Yesterday I asked about same question and I got answer like below

"If 2 sequences originate next to one another in the genome, you can PCR using primers that face toward the junction to amplify the missing sequence. When you sequence that via Sanger sequencing, if the fragment overlaps both contigs, they are adjacent in the real genome." by jrj.healey

but I still didn't understand 100%.

I need an example about it.

1.Let's say there is a DNA sequence like,

5' ACCTAGCTGG 3'

2.And After NGS and genome assembly I got two scaffolds like,

scaffold1 : ACCTA scaffold2 : GCTGG

Can anyone who can explain with that?

Those sequences are too short to serve as an example, and there is no missing sequence in your example which is the whole point of the exercise.

Imagine you have the 3’ end of Contig A:

...ATCGACTAGCTAGCATCGATCGACTAGCTACG

And the 5’ end of Contig B:

GTACGATCGTAGCGGGCGCATTATCGG...

For this example, we will assume A is ‘left’ (5’) to B in the actual genome.

You would design primers which ‘aim’ at the gap between the 2 contigs.

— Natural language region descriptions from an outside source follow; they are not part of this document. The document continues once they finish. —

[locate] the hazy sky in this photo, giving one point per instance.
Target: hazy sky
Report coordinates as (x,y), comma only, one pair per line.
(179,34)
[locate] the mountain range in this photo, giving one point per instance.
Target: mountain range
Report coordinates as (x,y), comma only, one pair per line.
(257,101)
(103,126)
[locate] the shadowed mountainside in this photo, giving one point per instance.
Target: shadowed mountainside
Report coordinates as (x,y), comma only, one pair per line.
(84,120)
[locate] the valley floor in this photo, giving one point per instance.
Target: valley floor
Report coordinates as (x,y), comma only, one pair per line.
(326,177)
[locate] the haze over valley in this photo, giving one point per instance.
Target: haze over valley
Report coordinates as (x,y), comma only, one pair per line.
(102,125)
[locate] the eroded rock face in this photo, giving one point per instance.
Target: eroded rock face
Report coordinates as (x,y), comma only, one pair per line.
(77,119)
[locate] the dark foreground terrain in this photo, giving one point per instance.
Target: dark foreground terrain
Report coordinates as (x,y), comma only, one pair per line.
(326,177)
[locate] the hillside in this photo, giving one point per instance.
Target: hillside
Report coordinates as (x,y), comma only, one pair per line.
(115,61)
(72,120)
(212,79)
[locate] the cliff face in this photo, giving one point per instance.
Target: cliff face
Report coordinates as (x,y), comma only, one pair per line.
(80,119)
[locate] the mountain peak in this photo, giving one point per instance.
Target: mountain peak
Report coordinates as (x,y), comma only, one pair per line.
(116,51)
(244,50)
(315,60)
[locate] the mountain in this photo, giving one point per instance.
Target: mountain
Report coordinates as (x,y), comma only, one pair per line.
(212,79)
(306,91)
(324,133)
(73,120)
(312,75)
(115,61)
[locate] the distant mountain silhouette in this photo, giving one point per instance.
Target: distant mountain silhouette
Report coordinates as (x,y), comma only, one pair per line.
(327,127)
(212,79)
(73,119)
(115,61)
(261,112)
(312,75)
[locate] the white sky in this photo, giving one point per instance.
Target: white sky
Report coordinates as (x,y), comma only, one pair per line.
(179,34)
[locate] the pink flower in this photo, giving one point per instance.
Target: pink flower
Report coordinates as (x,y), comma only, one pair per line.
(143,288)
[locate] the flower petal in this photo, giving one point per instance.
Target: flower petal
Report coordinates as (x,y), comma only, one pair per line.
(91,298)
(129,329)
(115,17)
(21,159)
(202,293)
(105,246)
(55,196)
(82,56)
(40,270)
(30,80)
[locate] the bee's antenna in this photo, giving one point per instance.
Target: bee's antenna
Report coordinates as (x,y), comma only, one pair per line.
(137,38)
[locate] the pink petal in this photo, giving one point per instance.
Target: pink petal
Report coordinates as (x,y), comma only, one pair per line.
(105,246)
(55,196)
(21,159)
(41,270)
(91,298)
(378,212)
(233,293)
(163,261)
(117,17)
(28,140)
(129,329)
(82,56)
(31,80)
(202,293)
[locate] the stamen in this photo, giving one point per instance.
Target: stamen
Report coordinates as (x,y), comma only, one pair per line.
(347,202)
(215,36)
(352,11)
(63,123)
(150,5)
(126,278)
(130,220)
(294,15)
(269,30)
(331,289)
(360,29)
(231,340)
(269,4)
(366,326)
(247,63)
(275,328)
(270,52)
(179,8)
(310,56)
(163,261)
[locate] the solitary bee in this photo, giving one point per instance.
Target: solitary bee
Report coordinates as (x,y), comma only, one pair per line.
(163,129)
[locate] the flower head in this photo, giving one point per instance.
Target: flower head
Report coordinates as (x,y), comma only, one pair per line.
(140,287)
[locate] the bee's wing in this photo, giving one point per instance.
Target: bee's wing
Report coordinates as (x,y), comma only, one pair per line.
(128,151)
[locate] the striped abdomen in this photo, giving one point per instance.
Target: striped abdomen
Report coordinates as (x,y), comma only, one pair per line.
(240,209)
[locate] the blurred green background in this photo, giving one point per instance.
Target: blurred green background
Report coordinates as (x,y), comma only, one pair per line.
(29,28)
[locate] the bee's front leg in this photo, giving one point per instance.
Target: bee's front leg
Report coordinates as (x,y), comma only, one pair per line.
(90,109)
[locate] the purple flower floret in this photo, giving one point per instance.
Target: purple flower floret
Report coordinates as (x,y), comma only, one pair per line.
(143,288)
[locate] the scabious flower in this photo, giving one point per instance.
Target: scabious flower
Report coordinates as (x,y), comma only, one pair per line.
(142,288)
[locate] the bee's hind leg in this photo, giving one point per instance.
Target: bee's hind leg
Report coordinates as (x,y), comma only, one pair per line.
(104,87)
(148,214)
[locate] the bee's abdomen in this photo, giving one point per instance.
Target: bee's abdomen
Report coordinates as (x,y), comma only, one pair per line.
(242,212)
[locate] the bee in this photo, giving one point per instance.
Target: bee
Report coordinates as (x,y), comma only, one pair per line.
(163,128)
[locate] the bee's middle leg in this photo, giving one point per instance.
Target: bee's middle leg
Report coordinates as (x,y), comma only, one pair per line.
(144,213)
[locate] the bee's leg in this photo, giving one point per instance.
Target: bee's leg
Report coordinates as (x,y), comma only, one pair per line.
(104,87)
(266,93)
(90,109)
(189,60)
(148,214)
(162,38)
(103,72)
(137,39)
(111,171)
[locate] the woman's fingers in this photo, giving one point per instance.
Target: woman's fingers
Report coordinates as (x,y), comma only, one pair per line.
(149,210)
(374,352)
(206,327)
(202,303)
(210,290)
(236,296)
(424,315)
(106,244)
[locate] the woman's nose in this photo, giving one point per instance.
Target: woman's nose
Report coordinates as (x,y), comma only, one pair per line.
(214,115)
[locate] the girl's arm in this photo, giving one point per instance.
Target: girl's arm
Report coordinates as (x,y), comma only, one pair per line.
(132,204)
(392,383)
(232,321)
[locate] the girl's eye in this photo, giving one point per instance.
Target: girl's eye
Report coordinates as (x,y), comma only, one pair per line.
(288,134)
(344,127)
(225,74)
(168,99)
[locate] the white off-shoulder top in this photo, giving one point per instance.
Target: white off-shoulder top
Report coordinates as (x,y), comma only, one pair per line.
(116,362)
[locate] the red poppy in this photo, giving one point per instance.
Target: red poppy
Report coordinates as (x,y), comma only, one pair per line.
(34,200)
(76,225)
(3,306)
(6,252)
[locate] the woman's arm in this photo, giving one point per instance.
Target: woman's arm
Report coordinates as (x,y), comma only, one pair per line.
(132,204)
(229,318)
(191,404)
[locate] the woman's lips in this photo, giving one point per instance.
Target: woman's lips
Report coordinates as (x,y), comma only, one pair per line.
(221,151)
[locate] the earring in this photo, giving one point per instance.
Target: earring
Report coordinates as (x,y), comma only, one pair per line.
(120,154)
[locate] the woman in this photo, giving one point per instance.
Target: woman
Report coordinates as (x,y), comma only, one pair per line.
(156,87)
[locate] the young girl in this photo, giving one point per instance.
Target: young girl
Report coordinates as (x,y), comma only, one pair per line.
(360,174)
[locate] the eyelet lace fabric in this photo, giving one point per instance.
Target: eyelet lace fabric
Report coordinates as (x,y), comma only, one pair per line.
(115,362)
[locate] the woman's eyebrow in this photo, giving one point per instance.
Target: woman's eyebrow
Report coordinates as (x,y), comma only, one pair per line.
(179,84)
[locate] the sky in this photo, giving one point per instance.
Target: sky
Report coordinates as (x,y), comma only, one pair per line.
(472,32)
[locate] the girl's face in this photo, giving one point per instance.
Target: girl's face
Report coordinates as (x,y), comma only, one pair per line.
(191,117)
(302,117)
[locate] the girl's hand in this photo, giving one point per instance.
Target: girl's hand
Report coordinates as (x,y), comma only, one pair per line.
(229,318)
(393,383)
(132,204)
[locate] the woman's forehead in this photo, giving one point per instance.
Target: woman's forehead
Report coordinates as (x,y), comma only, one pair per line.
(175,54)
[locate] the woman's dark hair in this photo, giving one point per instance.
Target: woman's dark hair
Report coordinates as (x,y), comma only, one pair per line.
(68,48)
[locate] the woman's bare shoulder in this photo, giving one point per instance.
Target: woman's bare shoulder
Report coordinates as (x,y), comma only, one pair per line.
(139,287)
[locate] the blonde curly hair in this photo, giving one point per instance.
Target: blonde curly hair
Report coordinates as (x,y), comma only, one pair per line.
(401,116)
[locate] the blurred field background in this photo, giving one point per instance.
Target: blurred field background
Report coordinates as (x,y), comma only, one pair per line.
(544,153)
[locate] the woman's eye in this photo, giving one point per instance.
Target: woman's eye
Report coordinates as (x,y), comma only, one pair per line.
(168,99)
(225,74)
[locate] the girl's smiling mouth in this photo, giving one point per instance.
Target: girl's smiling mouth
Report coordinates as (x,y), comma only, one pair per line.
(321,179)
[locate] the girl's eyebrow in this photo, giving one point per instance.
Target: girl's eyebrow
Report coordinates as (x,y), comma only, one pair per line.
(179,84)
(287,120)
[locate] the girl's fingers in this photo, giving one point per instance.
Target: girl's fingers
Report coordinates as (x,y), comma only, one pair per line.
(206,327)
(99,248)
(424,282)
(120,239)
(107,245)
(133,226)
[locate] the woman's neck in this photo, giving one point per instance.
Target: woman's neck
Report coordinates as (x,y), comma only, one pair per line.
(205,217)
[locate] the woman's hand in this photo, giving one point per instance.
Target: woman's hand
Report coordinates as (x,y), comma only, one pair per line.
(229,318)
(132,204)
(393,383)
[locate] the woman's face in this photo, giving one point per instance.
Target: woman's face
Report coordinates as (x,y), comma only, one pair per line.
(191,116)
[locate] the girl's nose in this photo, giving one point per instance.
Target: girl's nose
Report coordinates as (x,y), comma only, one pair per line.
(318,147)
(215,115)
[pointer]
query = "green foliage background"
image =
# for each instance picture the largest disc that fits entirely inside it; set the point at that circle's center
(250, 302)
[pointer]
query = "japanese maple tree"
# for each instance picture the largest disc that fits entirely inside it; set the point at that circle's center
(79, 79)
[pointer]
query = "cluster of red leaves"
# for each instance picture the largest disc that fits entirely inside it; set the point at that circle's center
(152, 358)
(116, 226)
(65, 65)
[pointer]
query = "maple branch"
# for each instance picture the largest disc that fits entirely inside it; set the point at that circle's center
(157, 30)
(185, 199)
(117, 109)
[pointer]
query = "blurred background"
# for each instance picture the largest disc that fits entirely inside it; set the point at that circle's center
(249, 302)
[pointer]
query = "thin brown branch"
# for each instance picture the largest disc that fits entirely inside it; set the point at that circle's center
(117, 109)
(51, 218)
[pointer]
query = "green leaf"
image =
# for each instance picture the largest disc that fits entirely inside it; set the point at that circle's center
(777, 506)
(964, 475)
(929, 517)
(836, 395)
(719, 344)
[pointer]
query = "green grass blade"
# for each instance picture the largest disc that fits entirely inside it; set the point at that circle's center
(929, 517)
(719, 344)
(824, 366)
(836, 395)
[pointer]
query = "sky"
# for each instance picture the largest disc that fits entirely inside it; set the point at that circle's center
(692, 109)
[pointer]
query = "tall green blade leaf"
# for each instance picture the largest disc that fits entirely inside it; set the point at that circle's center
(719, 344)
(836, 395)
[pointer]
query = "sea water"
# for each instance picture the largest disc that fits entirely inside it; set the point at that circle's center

             Contig A.                                  Contig B
—-ATCGACTAGCTAGCATCGATCGACTAGCTACG.............GTACGATCGTAGCGGGCGCATTATCGG—-
                                  ^           ^
                  Unknown sequence in the ‘join’ between contigs

Primers would be designed like so:

     Forward primer  TCGACTAGCTACG —->
—-ATCGACTAGCTAGCATCGATCGACTAGCTACG.............GTACGATCGTAGCGGGCGCATTATCGG—-
                                           <—- CGCTACGATCGTAC Reverse primer 
                                                             (reverse complemented)

PCR using those primers from a gDNA template would hopefully yield a fragment that you could subsequently sequence with Sanger sequencing.

I would advise you to search google for papers and figures with the query “gap closing by PCR” or similar.